Velocity: TCP and the Lower Bound of Web Performance
John did another session that was longer and more technical entitled TCP and the Lower Bound of Web Performance. Unfortunately this wasn’t scheduled in the videotape room. But yesterday Mike Bailey contacted me saying he had recorded the talk with his Flip. With John’s approval, Mike has uploaded his video of John Rauser’s TCP talk from Velocity. This video runs out before the end of the talk, so make sure to follow along in the slides so you can walk through the conclusion yourself. [Update: Mike Bailey uploaded the last 7 minutes, so now you can hear the conclusion directly from John!]
John starts by taking a stab at what we should expect for coast-to-coast roundtrip latency:
- Roundtrip distance between the west coast and the east coast is 7400 km.
- The speed of light in a vacuum is 299,792.458 km/second.
- So the theoretical minimum for roundtrip latency is 25 ms.
- But light’s not traveling in a vacuum. It’s propagating in glass in fiber optic cables.
- The index of refraction of glass is 1.5, which means light travels at 66% of the speed in glass that it does in a vacuum.
- So a more realistic roundtrip latency is ~37 ms.
- Using a Linksys wireless router and a Comcast cable connection, John’s roundtrip latency is ~90ms.

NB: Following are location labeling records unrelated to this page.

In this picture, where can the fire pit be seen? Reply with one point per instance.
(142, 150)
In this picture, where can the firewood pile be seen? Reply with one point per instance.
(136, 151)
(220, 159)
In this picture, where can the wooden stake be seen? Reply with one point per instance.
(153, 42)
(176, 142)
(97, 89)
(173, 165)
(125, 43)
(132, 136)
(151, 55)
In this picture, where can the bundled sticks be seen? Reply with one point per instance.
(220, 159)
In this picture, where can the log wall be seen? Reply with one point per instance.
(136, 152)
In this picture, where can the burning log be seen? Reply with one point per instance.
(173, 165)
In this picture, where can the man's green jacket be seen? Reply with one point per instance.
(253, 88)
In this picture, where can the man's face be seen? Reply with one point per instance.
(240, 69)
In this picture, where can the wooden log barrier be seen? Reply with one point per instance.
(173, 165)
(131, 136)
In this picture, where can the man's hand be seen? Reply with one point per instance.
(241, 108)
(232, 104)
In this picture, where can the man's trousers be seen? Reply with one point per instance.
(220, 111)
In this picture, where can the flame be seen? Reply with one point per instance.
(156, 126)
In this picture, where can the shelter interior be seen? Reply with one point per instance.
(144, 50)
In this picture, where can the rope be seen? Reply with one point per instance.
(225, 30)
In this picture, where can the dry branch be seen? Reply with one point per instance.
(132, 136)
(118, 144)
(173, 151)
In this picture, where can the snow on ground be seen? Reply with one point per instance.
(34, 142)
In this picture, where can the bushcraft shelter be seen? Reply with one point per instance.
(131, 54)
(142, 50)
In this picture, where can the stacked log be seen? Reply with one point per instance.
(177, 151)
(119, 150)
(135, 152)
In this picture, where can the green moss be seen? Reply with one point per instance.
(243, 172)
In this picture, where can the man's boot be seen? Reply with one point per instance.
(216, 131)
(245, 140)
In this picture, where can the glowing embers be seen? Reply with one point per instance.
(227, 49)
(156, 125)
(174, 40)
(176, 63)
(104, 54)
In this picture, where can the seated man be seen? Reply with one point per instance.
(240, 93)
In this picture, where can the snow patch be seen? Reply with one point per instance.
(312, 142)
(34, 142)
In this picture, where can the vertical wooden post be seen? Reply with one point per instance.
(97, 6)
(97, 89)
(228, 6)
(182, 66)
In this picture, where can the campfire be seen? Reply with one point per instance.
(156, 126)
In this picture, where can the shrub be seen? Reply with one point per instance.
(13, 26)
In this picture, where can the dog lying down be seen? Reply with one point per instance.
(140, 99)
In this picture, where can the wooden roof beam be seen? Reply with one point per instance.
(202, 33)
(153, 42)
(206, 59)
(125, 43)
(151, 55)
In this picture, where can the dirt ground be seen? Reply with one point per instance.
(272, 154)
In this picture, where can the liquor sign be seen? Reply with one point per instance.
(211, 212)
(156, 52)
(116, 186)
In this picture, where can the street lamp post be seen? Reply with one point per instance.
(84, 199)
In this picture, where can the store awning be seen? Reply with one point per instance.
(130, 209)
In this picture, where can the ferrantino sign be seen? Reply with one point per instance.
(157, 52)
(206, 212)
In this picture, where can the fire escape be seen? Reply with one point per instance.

Which isn’t really that bad, given the other variables involved.
The problem is it’s been like this for well over a decade. This is about the same latency that Stuart Cheshire found in 1996. This is important because as developers we know that network latency matters when it comes to building a responsive web app.
With that backdrop, John launches into a history of TCP that leads us to the current state of network latency. The Internet was born in September of 1981 with RFC 793 documenting the Transmission Control Protocol, better known as TCP.
Given the size of the TCP window (64 kB) there was a chance for congestion, as noted in Congestion Control in IP/TCP Internetworks (RFC 896):
Should the round-trip time exceed the maximum retransmission interval for any host, that host will begin to introduce more and more copies of the same datagrams into the net. The network is now in serious trouble. Eventually all available buffers in the switching nodes will be full and packets must be dropped. Hosts are sending each packet several times, and eventually some copy of each packet arrives at its destination. This is congestion collapse.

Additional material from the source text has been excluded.